Sylvain Chauveau è un instancabile esploratore di rarefatti universi sonori, in bilico tra raffinato classicismo e sperimentali traiettorie che includono e decostruiscono la forma canzone. Con "Life Without Machines" il compositore francese prosegue lungo la rotta di una cristallina essenzialità espressiva, indirizzando il suo percorso artistico sempre più verso la conquista di uno spazio risonante prossimo al silenzio.
Scarni bozzetti pianistici affidati all’esecuzione di Melaine Dalibert, pensati come commenti sonori dei dipinti della serie "The Station Of The Cross" di Barnett Newman, costruiscono un evocativo flusso che nel lento sviluppo riecheggia il prepotente portato emozionale che permea l’itinerario spirituale a cui le minimali pennellate dell’artista americano si ispirano. Quattordici stazioni melodiche che ne contengono in anonima coda una non visibile, mutuando la caratteristica del giardino delle pietre del tempio buddista Ryōan-ji a Kyoto che costantemente cela allo sguardo la sua quindicesima pietra.

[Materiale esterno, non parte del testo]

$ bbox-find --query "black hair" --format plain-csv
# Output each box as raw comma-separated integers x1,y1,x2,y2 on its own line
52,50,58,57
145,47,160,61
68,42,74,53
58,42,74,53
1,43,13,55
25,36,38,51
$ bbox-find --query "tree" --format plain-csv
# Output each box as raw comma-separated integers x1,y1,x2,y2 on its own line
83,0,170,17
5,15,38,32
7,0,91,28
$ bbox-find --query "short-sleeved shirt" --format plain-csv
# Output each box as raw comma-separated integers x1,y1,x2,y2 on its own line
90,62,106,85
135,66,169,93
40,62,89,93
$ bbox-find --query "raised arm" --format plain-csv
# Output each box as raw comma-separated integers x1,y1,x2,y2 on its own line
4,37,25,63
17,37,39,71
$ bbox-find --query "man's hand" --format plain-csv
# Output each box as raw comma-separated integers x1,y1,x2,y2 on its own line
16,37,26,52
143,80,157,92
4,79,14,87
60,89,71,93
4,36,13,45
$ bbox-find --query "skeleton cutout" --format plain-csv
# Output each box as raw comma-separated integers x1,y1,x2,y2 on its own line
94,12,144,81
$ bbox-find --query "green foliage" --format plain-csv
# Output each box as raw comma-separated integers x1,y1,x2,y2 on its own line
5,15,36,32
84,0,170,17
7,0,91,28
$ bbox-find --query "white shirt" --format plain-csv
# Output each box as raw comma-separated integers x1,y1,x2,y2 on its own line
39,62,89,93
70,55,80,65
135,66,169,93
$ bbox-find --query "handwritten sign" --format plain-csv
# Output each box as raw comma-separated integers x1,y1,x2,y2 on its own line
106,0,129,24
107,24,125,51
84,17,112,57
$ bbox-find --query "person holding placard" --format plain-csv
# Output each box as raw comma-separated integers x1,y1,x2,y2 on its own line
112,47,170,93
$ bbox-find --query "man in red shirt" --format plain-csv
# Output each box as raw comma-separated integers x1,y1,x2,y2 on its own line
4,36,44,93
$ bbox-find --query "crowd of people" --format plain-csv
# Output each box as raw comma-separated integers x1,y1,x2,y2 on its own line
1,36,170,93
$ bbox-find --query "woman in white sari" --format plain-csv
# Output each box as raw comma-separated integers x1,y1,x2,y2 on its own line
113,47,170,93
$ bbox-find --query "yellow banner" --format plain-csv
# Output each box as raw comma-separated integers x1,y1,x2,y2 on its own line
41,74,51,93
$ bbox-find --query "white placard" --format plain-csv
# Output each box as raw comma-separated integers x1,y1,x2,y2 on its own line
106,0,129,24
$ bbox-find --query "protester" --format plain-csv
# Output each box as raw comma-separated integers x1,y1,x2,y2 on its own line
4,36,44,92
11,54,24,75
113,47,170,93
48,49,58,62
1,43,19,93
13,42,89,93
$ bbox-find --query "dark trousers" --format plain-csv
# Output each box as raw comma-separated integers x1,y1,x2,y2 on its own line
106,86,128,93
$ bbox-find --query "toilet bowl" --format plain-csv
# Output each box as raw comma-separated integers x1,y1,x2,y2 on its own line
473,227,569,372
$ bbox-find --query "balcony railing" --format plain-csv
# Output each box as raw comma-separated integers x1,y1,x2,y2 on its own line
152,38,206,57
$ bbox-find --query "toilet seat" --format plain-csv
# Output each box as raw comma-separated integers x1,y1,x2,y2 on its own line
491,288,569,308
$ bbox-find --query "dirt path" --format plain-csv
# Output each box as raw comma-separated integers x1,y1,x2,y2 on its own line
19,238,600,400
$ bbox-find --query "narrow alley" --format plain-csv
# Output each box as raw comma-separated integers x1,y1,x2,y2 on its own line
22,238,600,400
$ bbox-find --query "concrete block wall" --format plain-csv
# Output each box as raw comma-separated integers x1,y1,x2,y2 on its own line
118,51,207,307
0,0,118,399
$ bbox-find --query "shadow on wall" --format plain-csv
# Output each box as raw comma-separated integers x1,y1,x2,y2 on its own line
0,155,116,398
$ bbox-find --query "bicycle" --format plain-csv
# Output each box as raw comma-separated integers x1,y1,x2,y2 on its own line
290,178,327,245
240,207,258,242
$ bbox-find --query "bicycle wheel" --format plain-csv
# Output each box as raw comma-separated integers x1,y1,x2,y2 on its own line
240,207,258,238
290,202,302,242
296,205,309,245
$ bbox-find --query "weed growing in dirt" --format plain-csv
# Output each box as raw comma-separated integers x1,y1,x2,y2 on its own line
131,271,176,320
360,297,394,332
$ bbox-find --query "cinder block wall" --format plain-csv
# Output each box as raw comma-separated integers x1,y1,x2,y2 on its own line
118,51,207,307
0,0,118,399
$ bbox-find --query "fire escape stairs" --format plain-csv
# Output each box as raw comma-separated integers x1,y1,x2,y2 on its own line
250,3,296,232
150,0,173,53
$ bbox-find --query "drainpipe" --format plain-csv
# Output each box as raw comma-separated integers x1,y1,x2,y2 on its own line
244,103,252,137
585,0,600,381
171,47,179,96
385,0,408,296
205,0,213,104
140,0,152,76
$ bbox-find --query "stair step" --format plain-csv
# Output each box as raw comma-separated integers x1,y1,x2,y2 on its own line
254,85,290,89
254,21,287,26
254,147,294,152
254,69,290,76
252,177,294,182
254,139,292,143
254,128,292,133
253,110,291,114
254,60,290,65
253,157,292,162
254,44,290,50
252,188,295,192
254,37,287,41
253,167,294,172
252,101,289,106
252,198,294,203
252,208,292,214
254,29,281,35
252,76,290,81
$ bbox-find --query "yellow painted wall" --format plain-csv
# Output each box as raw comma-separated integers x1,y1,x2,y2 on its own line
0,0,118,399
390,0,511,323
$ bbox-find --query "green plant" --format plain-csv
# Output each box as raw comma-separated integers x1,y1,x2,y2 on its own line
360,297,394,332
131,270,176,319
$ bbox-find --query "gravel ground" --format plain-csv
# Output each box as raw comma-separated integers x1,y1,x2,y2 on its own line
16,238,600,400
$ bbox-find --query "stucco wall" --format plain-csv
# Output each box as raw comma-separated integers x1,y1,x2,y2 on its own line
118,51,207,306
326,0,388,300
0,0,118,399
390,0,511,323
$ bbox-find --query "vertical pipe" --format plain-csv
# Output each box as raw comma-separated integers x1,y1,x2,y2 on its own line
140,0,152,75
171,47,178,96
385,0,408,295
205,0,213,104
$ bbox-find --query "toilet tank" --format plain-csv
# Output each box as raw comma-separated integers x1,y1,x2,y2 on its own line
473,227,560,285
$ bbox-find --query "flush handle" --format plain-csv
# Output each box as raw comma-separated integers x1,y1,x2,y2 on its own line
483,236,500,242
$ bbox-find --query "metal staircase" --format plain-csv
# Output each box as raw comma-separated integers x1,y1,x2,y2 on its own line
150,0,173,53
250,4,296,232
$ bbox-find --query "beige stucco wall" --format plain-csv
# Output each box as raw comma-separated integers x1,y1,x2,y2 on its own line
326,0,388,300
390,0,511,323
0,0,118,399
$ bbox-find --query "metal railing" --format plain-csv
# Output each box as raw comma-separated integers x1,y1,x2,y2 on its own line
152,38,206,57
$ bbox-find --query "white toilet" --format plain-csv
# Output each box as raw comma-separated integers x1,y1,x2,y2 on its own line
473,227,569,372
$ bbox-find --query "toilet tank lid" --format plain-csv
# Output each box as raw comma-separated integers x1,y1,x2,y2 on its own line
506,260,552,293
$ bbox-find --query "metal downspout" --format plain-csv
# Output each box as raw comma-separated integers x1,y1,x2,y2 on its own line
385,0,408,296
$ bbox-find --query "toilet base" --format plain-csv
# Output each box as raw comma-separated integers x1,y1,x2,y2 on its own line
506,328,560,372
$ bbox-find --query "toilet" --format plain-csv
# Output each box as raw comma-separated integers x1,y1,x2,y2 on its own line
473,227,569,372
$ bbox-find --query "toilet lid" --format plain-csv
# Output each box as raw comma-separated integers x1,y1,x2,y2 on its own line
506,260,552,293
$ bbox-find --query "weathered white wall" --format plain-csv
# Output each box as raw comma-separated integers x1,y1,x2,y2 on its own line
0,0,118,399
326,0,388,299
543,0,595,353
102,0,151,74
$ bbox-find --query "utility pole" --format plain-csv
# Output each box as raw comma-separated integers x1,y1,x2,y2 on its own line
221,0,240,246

Incentrate su un attento lavoro di sottrazione, le brevi composizioni cesellate dal musicista francese si avvalgono del sapiente contributo della pausa, quale cassa di risonanza di ogni singola stilla, e dell’assenza di artificio, quale riconquista dello spazio umano privato dell’ausilio delle macchine. Istanza quest’ultima a cui il titolo del lavoro, vera e propria critica e accusa al vivere contemporaneo, fa riferimento. Poche note scelte scandite con enfasi, incastrate in strutture dall’andamento circolare, che rimandano alla ricerca compositiva dei maestri americani del Novecento, primo fra tutti quel Morton Feldman così prossimo alle suggestioni delle avanguardie pittoriche a lui contemporanee. Strutture armoniche che nella visione di Chauveau non tendono mai a dilatarsi, rimanendo costantemente embrionale nucleo, capace di suggerire un immaginario illimitato nel quale proiettarsi affidandosi al proprio sentire.
Una silente immersione in un oceano di puro, cristallino suono.